Destinations around Canada that rely on the tourism industry to fuel economic growth have been one of the hardest hit sectors due to the COVID-19 pandemic in the past year or so.
And retail in those areas have felt the blow.
Andrew Siegwart, President of Blue Mountain Village Association a former Senior Vice President of Membership Services for the Retail Council of Canada, said it’s been a challenging year for the area.
“First and foremost with the drop in visitation level that’s going to dramatically impact the retail scene in a place like ours for sure,” he said.
“In the earlier days of the COVID-19 reopening (last year) capacities were a little more liberal and as such retail stores managed okay. They were able to put some adapted protocols in place and to have guests come through.”
But later stricter restrictions became more challenging for them with 15 per cent customer capacity.
“It was pretty hard to operate a viable business with those restrictions in place. They pivoted to curbside but in destinations like ours curbside is more difficult because we have a mix of local shoppers but predominantly we’re tourism driven,” he said. “If tourism isn’t humming, it’s harder for our stores to pivot to a curbside. People kind of shop when they’re here. Shopping is an ancillary part of the experience. So that was challenging.
“2019 was really a crest of a year. We were really riding high on many years of cumulative growth and investment but really are going to be starting from a much smaller place going forward.”
Blue Mountain Village is a premier four-season destination in southern Ontario, known for its iconic ski facility, with significant hotels, attractions, restaurants, retail stores and services.
The role of the Blue Mountain Village Association is to represent all of the stakeholders and owners of the Village and it operates marketing, animation, events and experiences throughout the year.

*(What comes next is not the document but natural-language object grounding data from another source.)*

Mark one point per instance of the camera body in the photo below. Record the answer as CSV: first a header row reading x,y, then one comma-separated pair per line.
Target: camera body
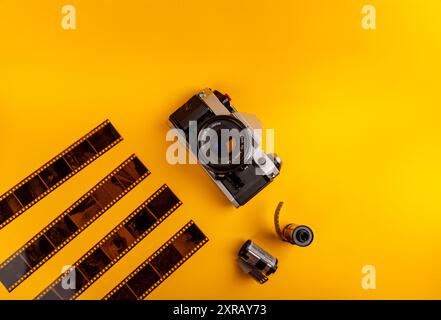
x,y
244,169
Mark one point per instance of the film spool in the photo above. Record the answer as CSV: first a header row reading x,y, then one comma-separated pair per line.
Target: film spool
x,y
257,262
299,235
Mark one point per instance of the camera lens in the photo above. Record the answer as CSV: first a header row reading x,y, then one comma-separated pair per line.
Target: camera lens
x,y
224,144
303,236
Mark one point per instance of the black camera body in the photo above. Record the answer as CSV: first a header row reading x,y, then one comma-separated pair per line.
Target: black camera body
x,y
245,169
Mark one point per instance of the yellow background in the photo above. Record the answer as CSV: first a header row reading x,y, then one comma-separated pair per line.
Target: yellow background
x,y
356,116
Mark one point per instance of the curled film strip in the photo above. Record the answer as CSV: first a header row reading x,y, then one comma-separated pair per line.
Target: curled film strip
x,y
160,265
58,170
118,242
71,222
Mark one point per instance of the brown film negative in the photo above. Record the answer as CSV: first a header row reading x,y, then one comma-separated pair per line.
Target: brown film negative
x,y
58,170
71,222
160,265
118,242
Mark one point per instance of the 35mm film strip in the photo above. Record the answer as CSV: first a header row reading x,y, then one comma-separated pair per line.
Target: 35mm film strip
x,y
71,222
118,242
51,175
159,266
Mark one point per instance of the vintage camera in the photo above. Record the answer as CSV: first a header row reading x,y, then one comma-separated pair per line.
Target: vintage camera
x,y
226,145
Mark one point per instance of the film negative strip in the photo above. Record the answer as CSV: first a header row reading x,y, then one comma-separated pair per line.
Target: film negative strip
x,y
71,222
118,242
159,266
58,170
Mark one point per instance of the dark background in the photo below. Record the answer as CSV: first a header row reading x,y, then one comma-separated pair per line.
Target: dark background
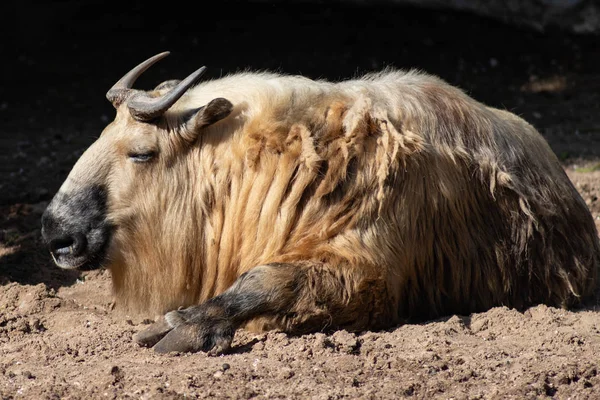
x,y
60,58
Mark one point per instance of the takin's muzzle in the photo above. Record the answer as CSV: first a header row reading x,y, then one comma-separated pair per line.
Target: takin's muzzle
x,y
75,228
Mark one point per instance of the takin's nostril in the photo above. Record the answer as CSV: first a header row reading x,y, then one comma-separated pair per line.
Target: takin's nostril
x,y
68,245
61,246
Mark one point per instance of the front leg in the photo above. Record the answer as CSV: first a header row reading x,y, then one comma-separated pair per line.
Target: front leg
x,y
294,297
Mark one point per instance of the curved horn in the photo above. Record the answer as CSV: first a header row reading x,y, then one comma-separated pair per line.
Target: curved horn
x,y
145,108
122,89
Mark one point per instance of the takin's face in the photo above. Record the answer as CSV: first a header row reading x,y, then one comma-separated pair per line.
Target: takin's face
x,y
79,223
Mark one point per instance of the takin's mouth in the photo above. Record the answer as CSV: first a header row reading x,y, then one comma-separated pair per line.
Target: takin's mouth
x,y
66,259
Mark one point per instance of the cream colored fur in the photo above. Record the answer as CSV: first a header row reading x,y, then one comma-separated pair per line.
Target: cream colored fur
x,y
398,176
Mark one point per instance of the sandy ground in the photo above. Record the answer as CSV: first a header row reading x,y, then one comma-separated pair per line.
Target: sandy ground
x,y
60,338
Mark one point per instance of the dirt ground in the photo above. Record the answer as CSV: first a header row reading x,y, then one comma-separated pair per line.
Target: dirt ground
x,y
59,337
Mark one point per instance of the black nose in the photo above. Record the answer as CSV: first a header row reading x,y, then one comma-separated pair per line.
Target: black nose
x,y
58,238
67,244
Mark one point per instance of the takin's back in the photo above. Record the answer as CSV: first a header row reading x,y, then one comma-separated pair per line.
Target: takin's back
x,y
459,206
302,205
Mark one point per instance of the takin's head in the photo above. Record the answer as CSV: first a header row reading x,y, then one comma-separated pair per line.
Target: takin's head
x,y
124,163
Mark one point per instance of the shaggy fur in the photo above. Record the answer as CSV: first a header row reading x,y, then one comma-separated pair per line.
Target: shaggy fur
x,y
371,201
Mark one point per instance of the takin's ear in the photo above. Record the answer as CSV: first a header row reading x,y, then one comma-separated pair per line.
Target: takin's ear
x,y
209,114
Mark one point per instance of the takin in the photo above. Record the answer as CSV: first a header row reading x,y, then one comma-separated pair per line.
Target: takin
x,y
267,201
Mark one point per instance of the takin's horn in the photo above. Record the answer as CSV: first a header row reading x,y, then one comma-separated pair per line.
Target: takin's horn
x,y
145,108
122,89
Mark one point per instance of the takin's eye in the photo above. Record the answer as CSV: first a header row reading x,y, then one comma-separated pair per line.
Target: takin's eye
x,y
142,156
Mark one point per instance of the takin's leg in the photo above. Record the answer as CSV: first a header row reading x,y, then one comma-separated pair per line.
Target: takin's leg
x,y
294,297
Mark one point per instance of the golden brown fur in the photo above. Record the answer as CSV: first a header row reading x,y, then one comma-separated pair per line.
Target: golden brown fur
x,y
397,195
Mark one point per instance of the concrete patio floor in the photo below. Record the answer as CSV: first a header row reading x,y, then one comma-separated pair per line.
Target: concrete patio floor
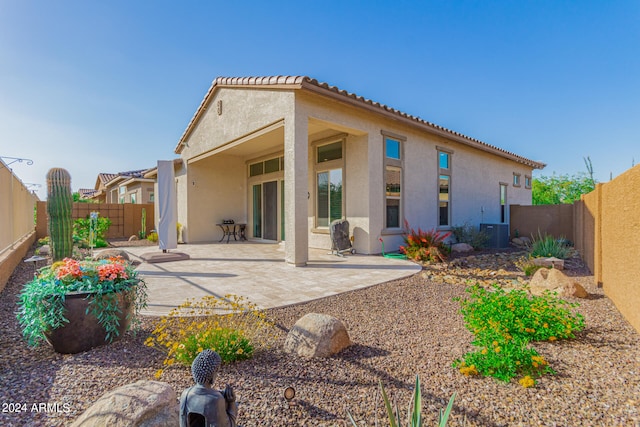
x,y
258,272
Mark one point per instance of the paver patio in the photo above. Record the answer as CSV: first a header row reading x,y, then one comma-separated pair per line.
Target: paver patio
x,y
258,272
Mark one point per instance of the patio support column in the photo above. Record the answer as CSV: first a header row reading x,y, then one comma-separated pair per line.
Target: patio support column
x,y
296,176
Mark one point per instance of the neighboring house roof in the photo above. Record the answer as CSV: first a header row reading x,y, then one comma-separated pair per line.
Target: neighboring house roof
x,y
86,193
313,85
103,178
107,179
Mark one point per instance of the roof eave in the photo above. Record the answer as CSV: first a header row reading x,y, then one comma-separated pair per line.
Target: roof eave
x,y
274,82
413,121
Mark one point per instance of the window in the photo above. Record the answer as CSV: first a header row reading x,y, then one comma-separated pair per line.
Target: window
x,y
326,153
329,197
443,201
329,183
516,180
393,182
444,188
503,203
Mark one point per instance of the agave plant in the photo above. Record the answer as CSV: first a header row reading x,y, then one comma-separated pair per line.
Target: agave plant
x,y
414,411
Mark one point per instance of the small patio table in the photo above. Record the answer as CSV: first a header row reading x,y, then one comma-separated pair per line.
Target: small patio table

“We have quite a retail assortment. I would say it is really based on our core destination model. So you’ll have some experiences like a world-class spa with an adjacent store. A lot of outdoor adventure related to skiing, hiking, cycling, all that kind of product lines and categories. And a lot of experiential and home categories as well as gift and fashion apparel,” said Siegwart. “And a bit of food as well.”
He said there are about 25 retail outlets and another 25 food and beverage outlets. Most of them are small and independent run with a few franchisees who operate as well.
Siegwart estimated that businesses lost anywhere from 25 per cent to 75 per cent of business during the pandemic. Sectors like aviation or transportation are “down massively.”
“There were no permanent closures. They were able to hang on. Because we work as a collective, we can be very creative together,” added Siegwart.
For example, last fall the area was heading into a season when it knew that group business was not going to return to the conference centre and the hotel. So it pivoted to an attraction strategy for fully independent travellers and more leisure. An experience was created such as a mountain light trail and that was tied into the retail sector.
The flip side of the pandemic was that many people were leaving the urban markets and coming to live in more rural communities with perhaps second properties and Siegwart said there was a slight uptick in that activity.
Moving forward there is a sense of optimism in the air.
“But there’s still a lot of still don’t know what’s going to happen with the next phases of the reopening. So it’s really hard to plan. There’s optimism. We’ve been through this enough. We know we can react quicker and we know how to react and respond and I think we’ve let go of our obsession with hyper planning ahead like we had before and we’re learning to cope with responding in the moment,” said Siegwart. “I don’t think that’s going to be the new normal but it’s the more short-term normal. We’re primed for that. We’re ready.”